I have the Reese 2 1/2" shank. Both of them for different trailers.
In may case I need the tongue weight rating to use with my 1,700# WD bars on the camper in our sig. (1,600# loaded TW, heavy bugger I know)
I use the 6" drop shank on my tilt bed trailer and use to use this on our smaller TT before we sold it.
As far a solid steel, heads up, solid if you can find it is going to weigh a boat load. The cast steel one I have is heavy enough with the hitch head on it. The only solid steel 2 1/2" I have ever seen was by Steve Rankin here on the forum who had a machine shop make him one.
And yes, the 2 1/2" to 2" adapter de-rates your 2 1/2" receiver to 1,200# WD hitch with 12,000# pull rating. At least for Reese it does.
The only reason that made any sense came when we found a forum member using one and he bent the 5/8" pin getting to stuck in. Heck of a time getting it out. The "belief" is the sleeve only takes up air space and provides no structural pull rating. So the 5/8" pin is only supported by the 2 1/2" receiver pin box, yet the shank is pulling on the 2" center. The pin ends up hanging out in that 1/4" space per side unsupported and can bend like a loose bolted joint. I say this is "belief" as it was the only explanation that had any merit to it I could come up with.
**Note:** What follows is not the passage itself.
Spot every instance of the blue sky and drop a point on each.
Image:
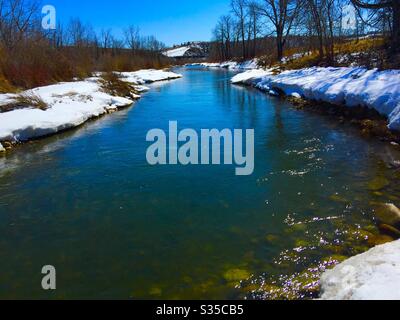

It came to me when the other guy bent his 5/8" pin when towing with the sleeve.
Here are my shanks in action.


On the camper in my sig with 1,700# bars

On the flat deck with the 6" drop shank, 1,200# bars

On the smaller TT, 1,200# bars

If you are towing heavy, my 2 cents, skip the 2" and go to the 2 1/2". Throw the adapter sleeve and a spare longer 5/8" pin behind the back seat in the cab when you have to haul something small again on a 2" shank in weight carrying mode.